Iii. Methods for modifying the top mark
After finding the staggered path from Xi, a tree is generated, and all its leaf nodes are X nodes, which reduces the D value for the top mark of X vertices in the staggered tree, D value is added to the top mark of Y vertex. For all edges (I, j) in the graph ),
You can see:
Neither I nor j is in the staggered tree, And the edge (I, j) is still not an equal subgraph.
Both I and j are in the staggered tree, And the edge (I, j) still belongs to the same subgraph.
I is not in the staggered tree. j is in the staggered tree. a [I] + B [j] expands, and edge (I, j) does not belong to an equal subgraph.
I is in the staggered tree, j is not in the staggered tree, and edge (I, j) may be added to an equal subgraph.

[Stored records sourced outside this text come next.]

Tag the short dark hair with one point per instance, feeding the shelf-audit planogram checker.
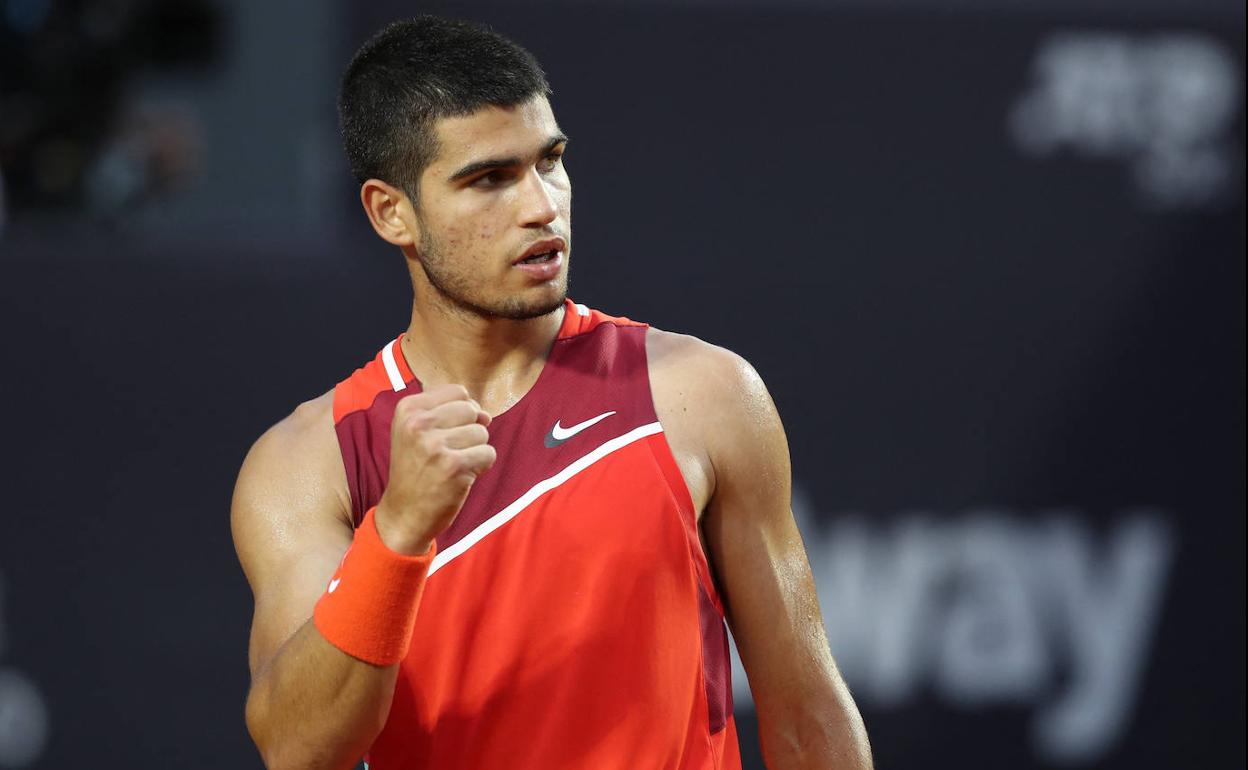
(419, 70)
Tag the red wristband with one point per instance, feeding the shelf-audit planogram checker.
(370, 605)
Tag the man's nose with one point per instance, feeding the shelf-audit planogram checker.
(538, 206)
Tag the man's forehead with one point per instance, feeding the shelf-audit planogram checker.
(493, 130)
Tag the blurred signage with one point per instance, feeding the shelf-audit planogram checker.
(994, 608)
(1162, 104)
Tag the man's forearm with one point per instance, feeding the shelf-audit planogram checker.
(828, 735)
(313, 706)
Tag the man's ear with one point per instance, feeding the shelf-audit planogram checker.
(390, 211)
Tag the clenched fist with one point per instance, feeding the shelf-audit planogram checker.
(438, 448)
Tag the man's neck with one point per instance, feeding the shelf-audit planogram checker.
(498, 360)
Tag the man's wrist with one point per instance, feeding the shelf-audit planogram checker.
(394, 538)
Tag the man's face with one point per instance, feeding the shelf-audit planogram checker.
(496, 191)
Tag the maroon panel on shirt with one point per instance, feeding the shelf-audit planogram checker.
(584, 376)
(716, 663)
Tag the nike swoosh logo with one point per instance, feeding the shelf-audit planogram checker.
(558, 433)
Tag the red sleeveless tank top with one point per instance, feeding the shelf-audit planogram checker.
(569, 618)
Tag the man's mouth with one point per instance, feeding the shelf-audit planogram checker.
(546, 256)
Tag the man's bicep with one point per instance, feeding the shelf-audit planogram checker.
(290, 532)
(759, 557)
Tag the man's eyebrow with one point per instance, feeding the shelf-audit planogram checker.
(503, 162)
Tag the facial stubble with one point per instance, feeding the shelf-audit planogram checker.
(461, 291)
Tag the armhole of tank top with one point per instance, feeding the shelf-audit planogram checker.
(352, 493)
(667, 461)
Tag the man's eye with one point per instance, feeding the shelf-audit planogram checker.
(491, 180)
(550, 161)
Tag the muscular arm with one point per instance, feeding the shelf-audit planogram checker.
(311, 705)
(726, 419)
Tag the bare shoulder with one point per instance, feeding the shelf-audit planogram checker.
(695, 371)
(292, 474)
(706, 397)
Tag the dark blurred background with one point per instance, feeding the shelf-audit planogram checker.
(989, 256)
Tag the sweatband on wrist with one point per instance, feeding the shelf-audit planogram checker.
(370, 605)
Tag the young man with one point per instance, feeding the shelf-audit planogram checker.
(513, 537)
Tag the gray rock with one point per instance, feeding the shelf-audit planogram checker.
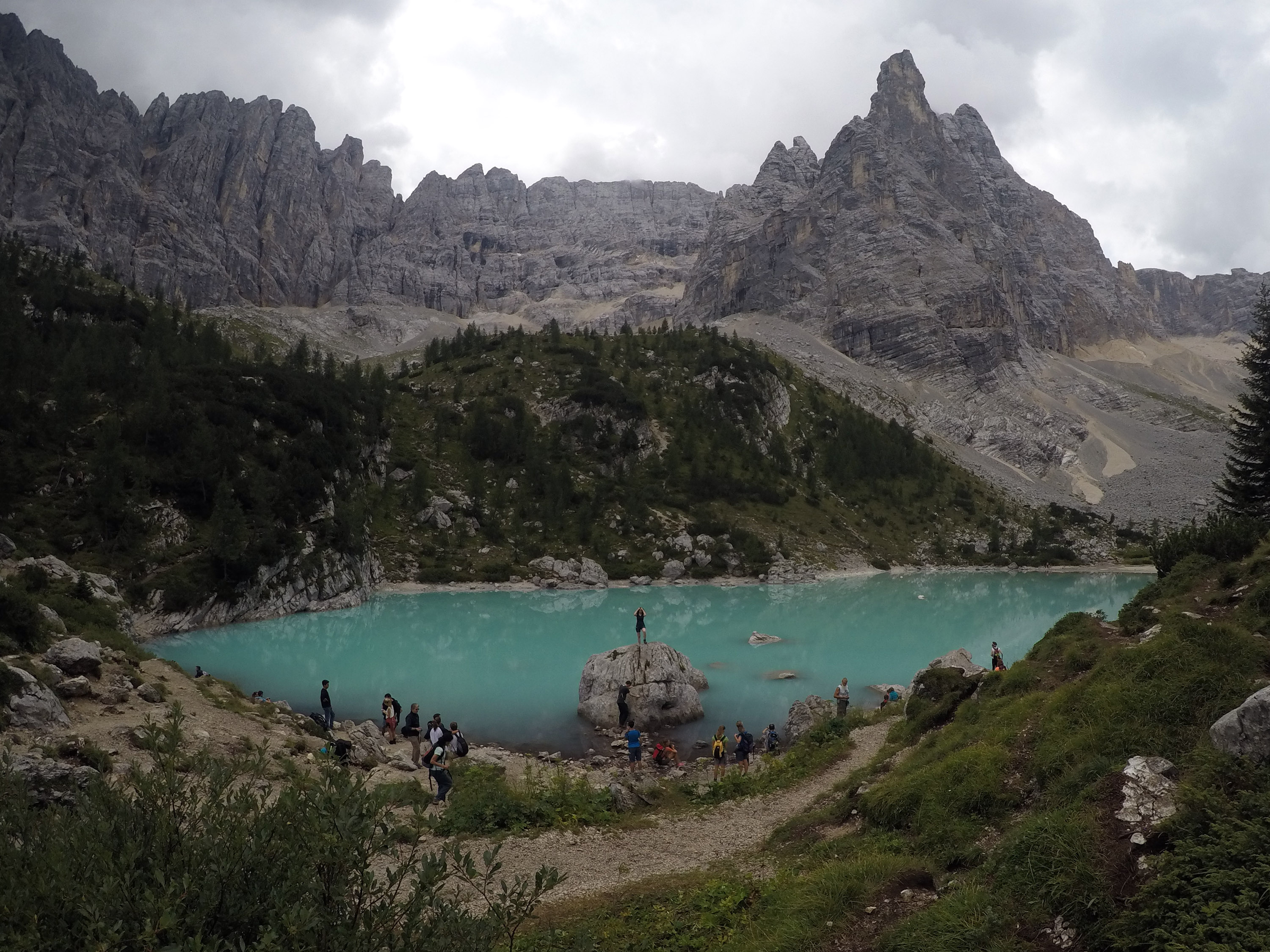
(624, 800)
(1149, 792)
(149, 693)
(663, 693)
(74, 687)
(75, 657)
(804, 715)
(1245, 732)
(35, 706)
(51, 781)
(52, 620)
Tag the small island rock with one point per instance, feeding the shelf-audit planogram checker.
(663, 693)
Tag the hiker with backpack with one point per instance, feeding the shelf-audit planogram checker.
(771, 742)
(719, 752)
(392, 711)
(634, 753)
(458, 742)
(624, 713)
(412, 732)
(745, 746)
(439, 771)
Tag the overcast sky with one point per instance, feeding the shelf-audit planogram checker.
(1150, 118)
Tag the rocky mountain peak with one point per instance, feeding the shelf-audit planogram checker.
(900, 105)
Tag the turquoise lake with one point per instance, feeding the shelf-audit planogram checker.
(506, 664)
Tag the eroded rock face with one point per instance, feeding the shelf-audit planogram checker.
(74, 657)
(663, 692)
(804, 715)
(1245, 732)
(52, 781)
(35, 706)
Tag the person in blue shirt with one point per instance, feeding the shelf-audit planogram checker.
(633, 747)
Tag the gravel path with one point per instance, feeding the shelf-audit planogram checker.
(597, 861)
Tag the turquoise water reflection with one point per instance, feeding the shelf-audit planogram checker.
(506, 664)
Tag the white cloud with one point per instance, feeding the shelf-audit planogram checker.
(1145, 117)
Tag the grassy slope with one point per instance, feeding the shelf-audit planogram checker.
(1009, 808)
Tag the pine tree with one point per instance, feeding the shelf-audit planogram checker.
(1246, 488)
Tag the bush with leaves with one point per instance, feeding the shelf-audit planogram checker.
(207, 853)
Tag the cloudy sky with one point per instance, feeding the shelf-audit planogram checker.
(1149, 117)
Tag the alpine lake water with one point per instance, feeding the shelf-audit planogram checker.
(506, 664)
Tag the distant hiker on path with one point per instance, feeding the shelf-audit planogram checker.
(719, 751)
(327, 713)
(844, 697)
(412, 732)
(440, 771)
(745, 746)
(624, 713)
(634, 753)
(392, 711)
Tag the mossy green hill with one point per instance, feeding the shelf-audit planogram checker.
(138, 441)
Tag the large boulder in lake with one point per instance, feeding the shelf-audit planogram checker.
(663, 693)
(1245, 732)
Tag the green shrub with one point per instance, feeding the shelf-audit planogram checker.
(202, 853)
(1222, 536)
(486, 801)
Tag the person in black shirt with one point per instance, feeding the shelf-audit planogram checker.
(412, 732)
(326, 706)
(624, 713)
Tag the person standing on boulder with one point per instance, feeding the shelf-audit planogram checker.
(634, 752)
(844, 697)
(624, 713)
(327, 713)
(411, 730)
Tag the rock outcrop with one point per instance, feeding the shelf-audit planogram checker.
(75, 657)
(33, 706)
(52, 781)
(804, 715)
(663, 692)
(1245, 732)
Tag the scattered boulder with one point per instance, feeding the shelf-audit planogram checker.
(74, 687)
(149, 693)
(1245, 732)
(804, 715)
(52, 620)
(663, 693)
(369, 748)
(1149, 792)
(624, 800)
(75, 657)
(33, 706)
(52, 781)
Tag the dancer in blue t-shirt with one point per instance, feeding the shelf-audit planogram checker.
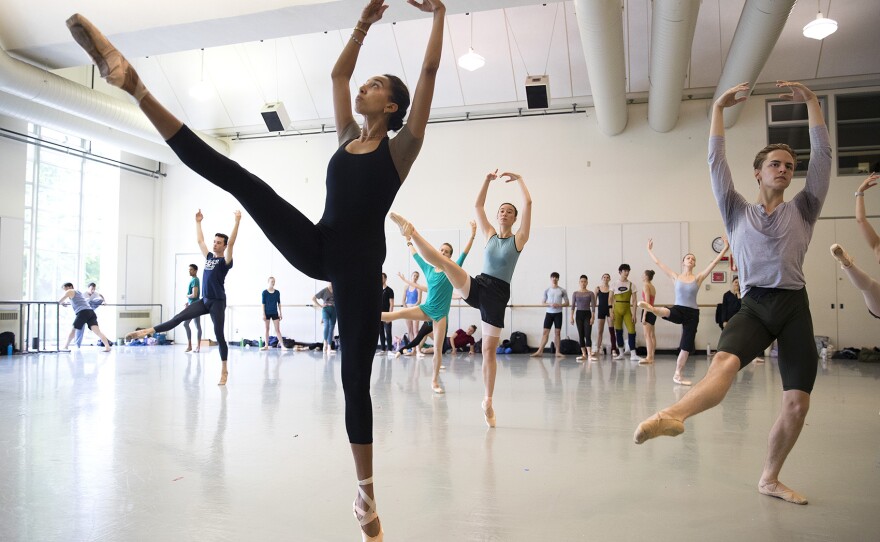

To ensure that a [I] + B [j]> = w (I, j) is always valid, and at least one edge is added to an equal subgraph, d = min {a [I] + B [j]-w (I, j)}, I is in the staggered tree, j is not in the staggered tree
Time Complexity:You need to find the O (n) Increment path. You need to modify the O (n) Increment path at most. During each increment, the enumeration edge is used to evaluate the D value. The complexity is O (n2 ), the total complexity is O (n4 ). simple optimization can be reduced to O (n3). Each Y vertex has a "relaxation volume" function slack, Which is initialized to an infinite number every time the augmented path is searched. When you check the edge (I, j) in the process of searching for the augmented path, if it is not in the same subgraph, the slack [j] is converted into A smaller value of the original value and A [I] + B [j]-w [I, j. In this way, the minimum value of the slack value of all Y vertices not in the staggered tree can be used as the D value when the top mark is modified. Note that after the top mark is modified, all slack values must be subtracted from d.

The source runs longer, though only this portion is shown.